背景時空と真空状態
出典: フリー百科事典『ウィキペディア(Wikipedia)』 (2022/06/11 15:23 UTC 版)
弦は空間的広がりを持つため、空間の形によって運動の形態が変わりやすいという特徴がある。たとえばカルツァ=クライン理論のような空間座標の巻き込みコンパクト化を、特に小半径の場合で考えると、粒子の場合は波長が短くなる事によってそちら側への励起が単純に起こりづらくなるが、弦の場合は「巻き付き」という、半径が小さいほど励起しやすいモードが存在する。

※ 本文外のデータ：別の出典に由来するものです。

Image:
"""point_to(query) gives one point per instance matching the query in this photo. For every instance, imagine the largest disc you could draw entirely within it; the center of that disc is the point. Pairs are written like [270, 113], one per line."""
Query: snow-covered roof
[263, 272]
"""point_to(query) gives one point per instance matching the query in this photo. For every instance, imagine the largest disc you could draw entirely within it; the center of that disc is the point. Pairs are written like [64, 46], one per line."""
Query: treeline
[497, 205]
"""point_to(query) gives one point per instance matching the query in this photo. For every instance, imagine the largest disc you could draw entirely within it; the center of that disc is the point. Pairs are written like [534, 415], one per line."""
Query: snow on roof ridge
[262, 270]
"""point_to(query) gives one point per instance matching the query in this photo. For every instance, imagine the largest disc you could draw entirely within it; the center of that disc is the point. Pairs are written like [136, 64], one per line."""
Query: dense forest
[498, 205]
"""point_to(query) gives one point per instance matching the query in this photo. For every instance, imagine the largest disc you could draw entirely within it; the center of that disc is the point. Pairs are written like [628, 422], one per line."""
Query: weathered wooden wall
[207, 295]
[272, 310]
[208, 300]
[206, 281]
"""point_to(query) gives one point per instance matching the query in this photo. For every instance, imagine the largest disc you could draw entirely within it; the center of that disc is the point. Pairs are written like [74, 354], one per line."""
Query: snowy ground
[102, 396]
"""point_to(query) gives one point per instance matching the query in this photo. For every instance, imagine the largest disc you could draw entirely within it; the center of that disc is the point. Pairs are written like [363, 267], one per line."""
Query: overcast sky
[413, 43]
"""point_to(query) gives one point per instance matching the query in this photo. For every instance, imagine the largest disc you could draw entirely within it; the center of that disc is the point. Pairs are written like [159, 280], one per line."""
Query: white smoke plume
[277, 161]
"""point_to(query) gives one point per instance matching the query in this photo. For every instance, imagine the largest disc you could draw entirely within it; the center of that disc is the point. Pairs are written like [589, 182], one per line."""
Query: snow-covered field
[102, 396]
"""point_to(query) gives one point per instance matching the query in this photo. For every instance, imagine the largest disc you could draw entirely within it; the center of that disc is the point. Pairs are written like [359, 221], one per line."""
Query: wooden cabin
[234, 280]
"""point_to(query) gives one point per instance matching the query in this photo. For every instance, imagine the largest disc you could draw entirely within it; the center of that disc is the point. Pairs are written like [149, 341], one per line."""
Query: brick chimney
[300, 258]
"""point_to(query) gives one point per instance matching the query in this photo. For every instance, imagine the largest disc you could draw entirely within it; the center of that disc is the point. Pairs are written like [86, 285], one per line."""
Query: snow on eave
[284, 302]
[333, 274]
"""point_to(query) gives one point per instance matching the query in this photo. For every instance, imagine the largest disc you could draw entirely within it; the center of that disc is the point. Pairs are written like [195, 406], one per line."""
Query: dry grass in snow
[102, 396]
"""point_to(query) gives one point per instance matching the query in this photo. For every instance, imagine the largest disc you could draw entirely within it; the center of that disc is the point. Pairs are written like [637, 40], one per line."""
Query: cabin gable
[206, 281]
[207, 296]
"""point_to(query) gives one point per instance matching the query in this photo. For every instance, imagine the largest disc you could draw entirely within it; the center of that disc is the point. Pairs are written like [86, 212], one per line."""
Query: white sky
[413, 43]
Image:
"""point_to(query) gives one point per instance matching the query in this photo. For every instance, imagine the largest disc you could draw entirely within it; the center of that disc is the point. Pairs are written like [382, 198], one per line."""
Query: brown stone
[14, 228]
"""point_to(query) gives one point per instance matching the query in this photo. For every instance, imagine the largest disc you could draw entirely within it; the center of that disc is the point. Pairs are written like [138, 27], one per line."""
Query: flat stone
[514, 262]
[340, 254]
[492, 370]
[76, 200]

結果的に、半径がRの時と1/Rの時の物理的自由度の数が等しくなる(T双対性)。 これに加え、重力子の見かけ上の運動方程式はほぼアインシュタイン方程式になり、一般相対性理論が与える重力場の解が弦理論の古典解となる。 特に重要なのはブラックブレーンと呼ばれる「質量を持った膜」の解である。一般相対論とは独立に、弦理論からT双対性を用いて、通常の空間方向を体積0の空間と対応させる事によって得られるDブレーンは、ブラックブレーンの弦理論による説明であるとされる。弦理論からの解釈によれば、Dブレーンは開弦の端点が「繋がる」事ができ、開弦の運動がその空間に制限される。N枚のDブレーンが重なっていた場合、開弦から得られるゲージ場はどのブレーンに端点を持つかによってN2の種類を持ち、U(N)の非可換ゲージ理論を再現する。T双対性との兼ね合いから、全く自由に見える開弦も、全空間を満たすD25ブレーンに繋がる事を要請される。 ディラトン場は結合定数の強さを与える。 弦理論は場の種類はおろか、調節可能なパラメータすらない「唯一の理論」である。しかしこれら空間のコンパクト化やブレーンの配位などを用いて、一つの理論に対して無数ともいえる「真空状態」が導かれ、弦はそれぞれの真空で異なった振る舞いをする。ただし後述するが、ボソン弦理論では全てのDブレーンは安定した存在ではない。ブレーン配位が威力を発揮するのは超弦理論においてである。どのような理論が得られるか、特に我々の4次元時空に相当するものが得られるのか、については、弦理論の主要な関心事である。